En el aguafuerte que estoy contemplando solemnes judíos con túnicas y turbantes y rostros sabios entran y salen de la sinagoga. Y yo veo a Rembrandt, ya más maduro, comprándose una casa en el barrio judío de Amsterdam, porque allí se siente bien, entre aquella riqueza de colores y formas que le permiten imaginarse el Oriente y pintarlo, y sobre todo rodeado de hombres extraños y marginados como él mismo.
Si quieres viajar lejos no te muevas de tu casa, enseñan los antiguos taoístas, y Rembrandt aprendió esta sabiduría por intuición. En una época en que los viajes a Italia eran obligados para un pintor, Rembrandt prescindió de la luz mediterránea y de las formas clásicas; consideraba la pintura italiana alejada de la vida contemporánea y cotidiana. Se enamoró de las tinieblas holandesas, de esos largos inviernos en los que la nieve y la humedad inundan las calles y baña el paisaje esa luz nórdica que él sentía como propia. Y partió sobre todo de la oscura cocina de su casa natal, donde las escasas llamas del fuego teñían de colores cálidos las figuras que la narración de su madre evocaba ante él. A su mujer, Saskia, la retrató como a las heroínas judías del Antiguo Testamento, y tras su muerte, pintó y dibujó a su nueva compañera, Hendrikje, como una diosa de los mitos clásicos y ancestrales.
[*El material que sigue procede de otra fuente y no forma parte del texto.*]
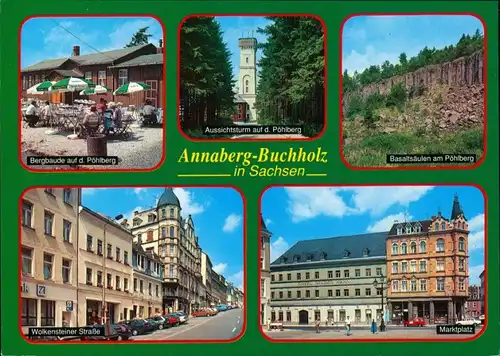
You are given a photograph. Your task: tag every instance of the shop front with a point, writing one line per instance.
(47, 304)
En eso pienso ante los grabados La novia judía y Diana en el baño, y sé que mientras Rembrandt dibujaba y pintaba, oía la baja y melódica voz de su madre que relataba esas historias en la pequeña cocina junto al fuego que se apagaba y todo lo transformaba en mágico, esas historias de marginaciones e injusticias, de tiranos y crueldades y abusos de poder, y de la llegada de Jesucristo, ese gran extraño, ese modélico marginado que Rembrandt nunca dejó de retratar.